I am using openSUSE 11.4 x86 with KDE on my Netbook. But I also have installed other desktops like icewm and lxde. But I want to have Internet access on those I have to use Gnome’s NetworkManager. So I researched a bit and found out that NetworkManager is also available in the command line. The next thing I found out was that ‘nmcli’ cannot create system settings to connect, so I copied the one from my user account /home/user/.kde4/share/apps/networkmanagement/connections/<connection> to /etc/NetworkManager/system-settings.
But still, ‘nmcli con’ doesn’t show my network.
Is there a way to get this working? I mean, this should solve the NetworkManager tries to connect for 30 seconds while booting, shouldn’t it?
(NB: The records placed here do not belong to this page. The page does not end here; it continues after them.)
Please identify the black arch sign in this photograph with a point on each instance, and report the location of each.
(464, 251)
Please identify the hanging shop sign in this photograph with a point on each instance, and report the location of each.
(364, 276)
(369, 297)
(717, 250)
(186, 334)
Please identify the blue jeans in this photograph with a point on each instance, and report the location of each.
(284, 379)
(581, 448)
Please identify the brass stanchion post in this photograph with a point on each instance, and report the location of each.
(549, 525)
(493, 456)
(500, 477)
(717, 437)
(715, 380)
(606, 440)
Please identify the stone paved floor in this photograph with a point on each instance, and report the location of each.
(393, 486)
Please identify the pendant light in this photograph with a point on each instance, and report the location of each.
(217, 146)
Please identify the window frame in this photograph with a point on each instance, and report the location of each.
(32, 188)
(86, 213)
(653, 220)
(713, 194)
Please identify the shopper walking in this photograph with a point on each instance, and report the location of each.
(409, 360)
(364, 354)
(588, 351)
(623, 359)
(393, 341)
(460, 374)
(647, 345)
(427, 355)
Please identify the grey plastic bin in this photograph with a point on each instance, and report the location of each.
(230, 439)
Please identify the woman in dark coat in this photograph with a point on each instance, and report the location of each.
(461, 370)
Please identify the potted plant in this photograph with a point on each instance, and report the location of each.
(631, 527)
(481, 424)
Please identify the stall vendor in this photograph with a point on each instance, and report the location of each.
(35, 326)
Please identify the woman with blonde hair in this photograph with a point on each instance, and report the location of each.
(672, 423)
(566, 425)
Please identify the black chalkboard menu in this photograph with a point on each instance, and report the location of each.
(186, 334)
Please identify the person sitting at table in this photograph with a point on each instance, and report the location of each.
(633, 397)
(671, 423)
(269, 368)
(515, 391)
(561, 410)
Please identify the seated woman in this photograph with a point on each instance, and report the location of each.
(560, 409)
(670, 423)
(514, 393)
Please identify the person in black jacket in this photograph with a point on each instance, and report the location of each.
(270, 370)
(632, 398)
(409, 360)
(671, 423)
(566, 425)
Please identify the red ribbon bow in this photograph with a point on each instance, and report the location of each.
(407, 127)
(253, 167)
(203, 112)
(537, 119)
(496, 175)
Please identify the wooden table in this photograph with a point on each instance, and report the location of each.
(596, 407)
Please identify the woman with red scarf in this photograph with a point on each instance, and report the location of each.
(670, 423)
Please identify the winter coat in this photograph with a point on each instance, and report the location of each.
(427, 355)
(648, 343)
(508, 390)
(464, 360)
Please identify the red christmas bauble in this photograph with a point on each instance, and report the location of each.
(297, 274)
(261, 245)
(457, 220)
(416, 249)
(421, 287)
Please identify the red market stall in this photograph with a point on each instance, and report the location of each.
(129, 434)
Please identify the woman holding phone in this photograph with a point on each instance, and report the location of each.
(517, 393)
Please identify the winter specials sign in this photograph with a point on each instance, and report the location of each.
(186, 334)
Because somtimes I use the terminal without using X, because I don’t want NetworkManager to timeout every boot, because I don’t have NetworkManager-gnome (which contains nm-applet) installed.
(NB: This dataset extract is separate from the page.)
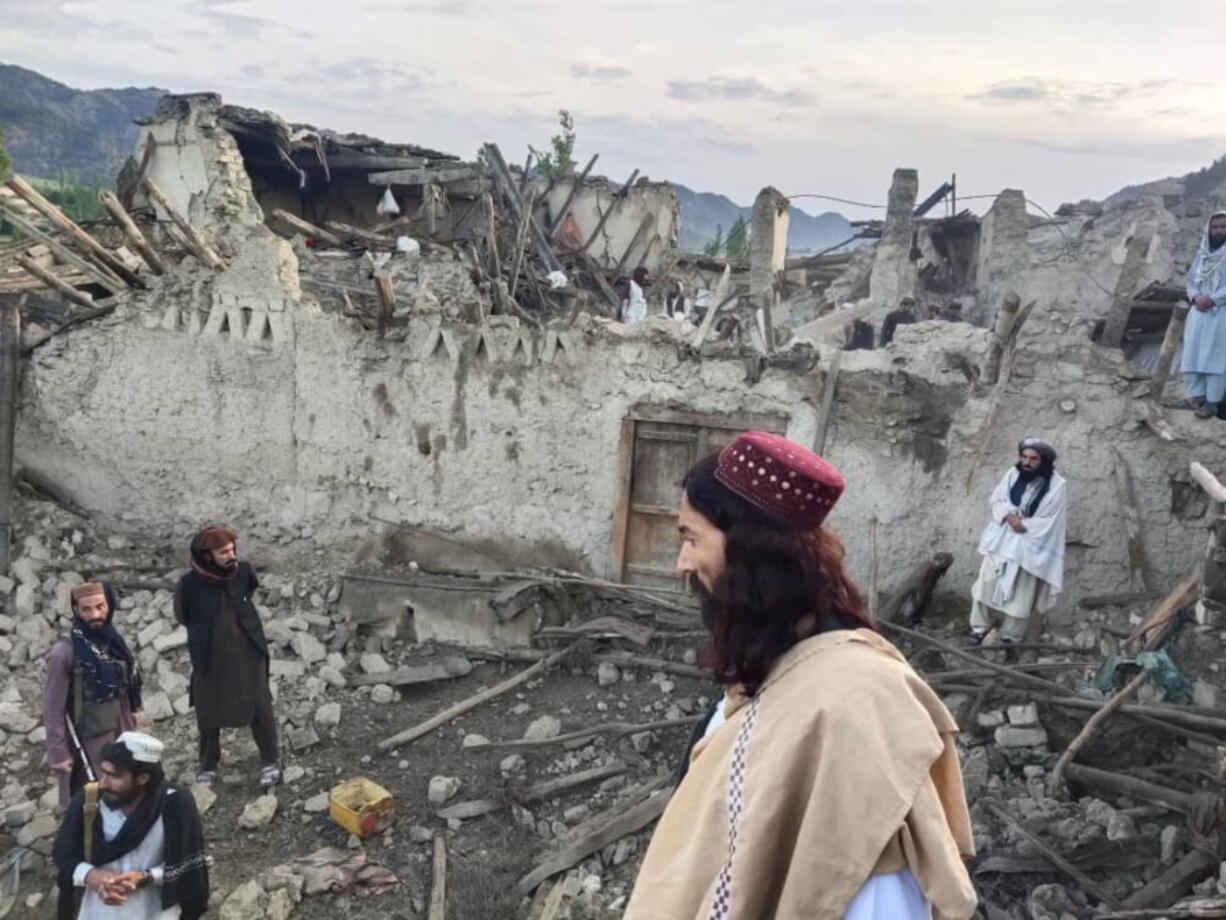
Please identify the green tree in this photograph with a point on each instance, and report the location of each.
(5, 163)
(738, 241)
(559, 160)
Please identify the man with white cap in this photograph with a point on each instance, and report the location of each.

Subsequent experience shows me that it is not necessary to uninstall the KDE applet. You can simply set it to never start with both:
“Startup and Shutdown” → “Service Manager”
and in the tray settings.
The one important step seems to be to switch GTK Styles and Fonts to something other than oxygen-gtk (which the gnome applet doesn’t like).
Thanks for the suggestion. It may solve my nmcli problem since NetworkManager-gnome is able to create system-wide configuration, that means it creates files in /etc/NetworkManager/system-settings/. I hope newer versions of the NetworkManager plasmoid will be able to do so.